Americans have a wide variety of news sources available to them this election season.
In September, we asked U.S. adults to name the source they turn to most often for political and election news. People mentioned hundreds of unique sources across more than 8,000 open-ended responses, demonstrating the fragmented nature of the modern news environment.
Pew Research Center conducted this analysis to understand where Americans turn most often for their political news ahead of the 2024 presidential election. We surveyed 9,680 adults from Sept. 16 to 22, 2024.
Everyone who took part in this survey is a member of the Center’s American Trends Panel (ATP), a group of people recruited through national, random sampling of residential addresses who have agreed to take surveys regularly. This kind of recruitment gives nearly all U.S. adults a chance of selection. Surveys were conducted either online or by telephone with a live interviewer. The survey is weighted to be representative of the U.S. adult population by gender, race, ethnicity, partisan affiliation, education and other factors. Read more about the ATP’s methodology.
In the survey, we asked respondents in an open-ended question to volunteer their main source for political news. This allowed respondents to name any source, not limiting them to the ones we asked about in other questions. If respondents volunteered more than one source, we accepted the first one mentioned.
We grouped these open-ended responses by brand. For instance, “NY Times,” “NYT” and “nytimes.com” were all counted as indicating The New York Times was the respondent’s main source. Additionally, specific local television channels were grouped into the “local TV” category.

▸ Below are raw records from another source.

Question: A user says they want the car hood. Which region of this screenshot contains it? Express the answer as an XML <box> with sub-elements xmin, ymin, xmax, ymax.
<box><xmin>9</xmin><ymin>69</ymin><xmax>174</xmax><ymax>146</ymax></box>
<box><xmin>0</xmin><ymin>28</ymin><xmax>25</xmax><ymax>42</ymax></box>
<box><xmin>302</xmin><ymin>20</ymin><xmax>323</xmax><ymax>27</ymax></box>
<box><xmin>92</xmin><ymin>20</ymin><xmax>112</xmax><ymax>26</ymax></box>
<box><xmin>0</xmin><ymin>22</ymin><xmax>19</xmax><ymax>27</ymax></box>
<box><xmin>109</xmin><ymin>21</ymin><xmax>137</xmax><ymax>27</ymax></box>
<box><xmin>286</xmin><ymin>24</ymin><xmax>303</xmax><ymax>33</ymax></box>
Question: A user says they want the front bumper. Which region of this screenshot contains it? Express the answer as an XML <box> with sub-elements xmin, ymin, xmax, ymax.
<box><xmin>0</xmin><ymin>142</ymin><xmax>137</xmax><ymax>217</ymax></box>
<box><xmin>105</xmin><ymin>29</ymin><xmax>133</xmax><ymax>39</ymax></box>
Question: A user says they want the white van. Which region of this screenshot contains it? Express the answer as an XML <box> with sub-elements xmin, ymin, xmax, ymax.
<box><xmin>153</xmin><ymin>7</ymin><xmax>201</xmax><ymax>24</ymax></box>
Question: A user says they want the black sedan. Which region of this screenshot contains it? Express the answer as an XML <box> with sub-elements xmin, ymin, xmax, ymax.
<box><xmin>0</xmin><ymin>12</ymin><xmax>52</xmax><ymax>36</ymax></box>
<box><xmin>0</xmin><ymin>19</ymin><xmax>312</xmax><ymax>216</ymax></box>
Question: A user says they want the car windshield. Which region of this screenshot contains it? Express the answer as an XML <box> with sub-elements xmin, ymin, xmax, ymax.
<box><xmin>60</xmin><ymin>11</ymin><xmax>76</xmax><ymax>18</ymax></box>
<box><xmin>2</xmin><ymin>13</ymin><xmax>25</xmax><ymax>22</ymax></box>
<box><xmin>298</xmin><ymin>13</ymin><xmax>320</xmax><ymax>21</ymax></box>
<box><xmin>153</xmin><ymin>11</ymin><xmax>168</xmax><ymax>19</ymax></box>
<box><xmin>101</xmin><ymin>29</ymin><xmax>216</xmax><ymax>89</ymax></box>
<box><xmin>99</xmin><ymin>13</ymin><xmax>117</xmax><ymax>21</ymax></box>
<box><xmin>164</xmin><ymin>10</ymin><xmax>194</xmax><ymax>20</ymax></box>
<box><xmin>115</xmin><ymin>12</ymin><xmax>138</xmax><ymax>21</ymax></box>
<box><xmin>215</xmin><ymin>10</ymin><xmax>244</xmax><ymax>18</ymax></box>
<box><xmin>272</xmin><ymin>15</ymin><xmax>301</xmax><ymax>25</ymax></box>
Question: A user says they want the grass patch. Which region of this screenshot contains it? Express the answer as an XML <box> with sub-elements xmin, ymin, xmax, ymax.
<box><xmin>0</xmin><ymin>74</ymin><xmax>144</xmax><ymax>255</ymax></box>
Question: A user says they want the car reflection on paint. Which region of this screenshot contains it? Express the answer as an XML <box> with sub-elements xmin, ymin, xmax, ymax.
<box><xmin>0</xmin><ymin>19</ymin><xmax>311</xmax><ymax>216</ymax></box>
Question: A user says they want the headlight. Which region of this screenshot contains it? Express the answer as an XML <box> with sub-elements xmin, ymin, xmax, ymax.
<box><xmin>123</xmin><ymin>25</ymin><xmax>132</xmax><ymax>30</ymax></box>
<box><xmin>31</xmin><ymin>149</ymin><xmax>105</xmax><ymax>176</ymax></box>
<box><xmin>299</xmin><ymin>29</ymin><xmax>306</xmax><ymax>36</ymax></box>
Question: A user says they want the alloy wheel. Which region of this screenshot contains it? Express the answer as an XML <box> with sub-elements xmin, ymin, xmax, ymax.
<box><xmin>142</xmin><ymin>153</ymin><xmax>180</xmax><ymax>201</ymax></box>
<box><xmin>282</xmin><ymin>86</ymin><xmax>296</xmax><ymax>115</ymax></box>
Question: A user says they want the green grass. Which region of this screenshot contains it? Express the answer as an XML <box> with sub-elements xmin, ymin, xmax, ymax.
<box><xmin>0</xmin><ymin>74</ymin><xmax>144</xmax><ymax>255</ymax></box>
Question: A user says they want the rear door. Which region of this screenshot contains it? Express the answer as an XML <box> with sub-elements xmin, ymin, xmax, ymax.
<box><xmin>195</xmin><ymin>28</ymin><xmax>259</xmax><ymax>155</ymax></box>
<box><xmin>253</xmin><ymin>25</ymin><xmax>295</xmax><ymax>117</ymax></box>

Here are the questions used for this analysis, along with responses, and its methodology.
Pew Research Center is a subsidiary of The Pew Charitable Trusts, its primary funder. This is the latest report in Pew Research Center’s ongoing investigation of the state of news, information and journalism in the digital age, a research program funded by The Pew Charitable Trusts, with generous support from the John S. and James L. Knight Foundation.
The most common single outlet that Americans name as their main source for political news is Fox News (13%). Older adults are much more likely than younger adults to name Fox News: 22% of those ages 65 and older say this is their main source for this news, compared with just 5% of adults under 30.
One-in-ten Americans cite CNN as their top source of political news. This represents a slight decline since the last time we asked this question in 2021, when 14% of respondents said CNN was their main political news source.
Beyond Fox News and CNN, at least 2% of Americans name eight other sources:
- A specific local TV station or local TV in general
- Other national TV news channels (ABC News, NBC News, MSNBC or CBS News)
- NPR, the only radio organization among these top sources
- The New York Times, the only traditional newspaper on the list
- X, the social media platform formerly known as Twitter. A previous Pew Research Center study found that X is more of a destination for news than other social media sites.
About a third of Americans (32%) name a source other than these top 10. Another 17% say they don’t have a main source of election news or decline to answer the question.
Our September survey also asked respondents what platform they most often use for election news (e.g., TV, news websites, etc.) and whether they use several specific news outlets (including many of the most common sources mentioned above) as a major or minor source of political news.
Do Americans view their main source of political news as part of the mainstream media?
The September survey also asked Americans whether they think their main source for political news is part of the “mainstream media.”
Across many of the most common sources, large majorities of those who use each source say it is part of the mainstream media. For example, 84% of those who say CNN is their top source of election news say it’s part of the mainstream media, compared with just 5% who say it is not.
A majority of people who list Fox News as their main source say it is part of the mainstream media (61%). But this cable news network has a larger share of users who say that it is not mainstream (28%) than other top news outlets. About one-in-five Americans who name NPR as their main source of political news (19%) also say it is not mainstream media.
A relatively slim majority of Americans who say local TV is their main source of political news (57%) see it as mainstream media, but just 8% say this is not the case. Another 34% of these local TV news consumers say they aren’t sure whether their station is part of the mainstream media.
Partisanship and mainstream media
Overall, among those who listed a main source of political news, six-in-ten say that their source is part of the mainstream media. About a quarter (24%) say it is not mainstream and 16% aren’t sure.
Among those who named a main source of political news, Democrats and Democratic-leaning independents are more likely than Republicans and GOP leaners to say that their main source of political news is part of the mainstream media (72% vs. 48%).
Meanwhile, Republicans are more likely than Democrats to say their main source of political news is not part of the mainstream media (36% vs. 13%).
Note: Here are the questions used for this analysis, along with responses, and its methodology.
CORRECTION (Nov. 04, 2024): A previous version of the chart “Americans most often say Fox News, CNN are main sources for political news” overstated the figure for “Other” in 2021. This change does not affect this post’s analysis or overall findings.